Early Winter Snowstorm Hammers Chicago AreaEarly Winter Snowstorm Hammers Chicago Area
An electronic board shows flight delays and cancellations at O'Hare International Airport in Chicago, Illinois.Scott Olson—Getty Images

If you’re traveling by air almost anywhere in the United States over the next few days, check with your airline and airport because cold is hammering travel.

According to the airline flight tracing site FlightAware, there are 1,971 flights within, leaving, or entering the U.S. that are cancelled today. The total of delays as of Wednesday morning at 9 a.m. ET was 611.

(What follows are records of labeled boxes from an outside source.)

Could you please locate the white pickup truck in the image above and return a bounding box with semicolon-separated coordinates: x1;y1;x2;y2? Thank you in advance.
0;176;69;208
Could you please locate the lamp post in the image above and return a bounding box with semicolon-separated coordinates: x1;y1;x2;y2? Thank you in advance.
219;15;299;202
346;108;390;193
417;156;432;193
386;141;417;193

The biggest problem Wednesday morning, according to the FAA, is Chicago’s O’Hare airport. There is a ground stop due to airline request. That means the airport has slowed or halted inbound traffic. Given the airport’s importance for connecting flights, thousands of travelers will likely feel the effect and the delays ripple out through the air traffic system.

Other airports, even if not so heavily affected, might still have cancellations, especially if the flights are headed to areas with greater problems. For example, as of Wednesday morning, there were more than 50 cancellations, with more possible as conditions develop during the day. And Atlanta has already faced hundreds of delays as travelers try to arrive for the Super Bowl.

United told Fortune through a statement that “we are significantly reducing our schedule at Chicago O’Hare through Thursday morning,” while Southwest said it is “actively monitoring weather conditions over the coming days and will make schedule adjustments as necessary.” American Airlines in a statement said it and its regional carrier partners were canceling 400 flights on Wednesday, including 170 departures from O’Hare.

The FAA and airlines suggest travelers check with their specific carriers to see if itineraries might feel the effect of the polar vortex.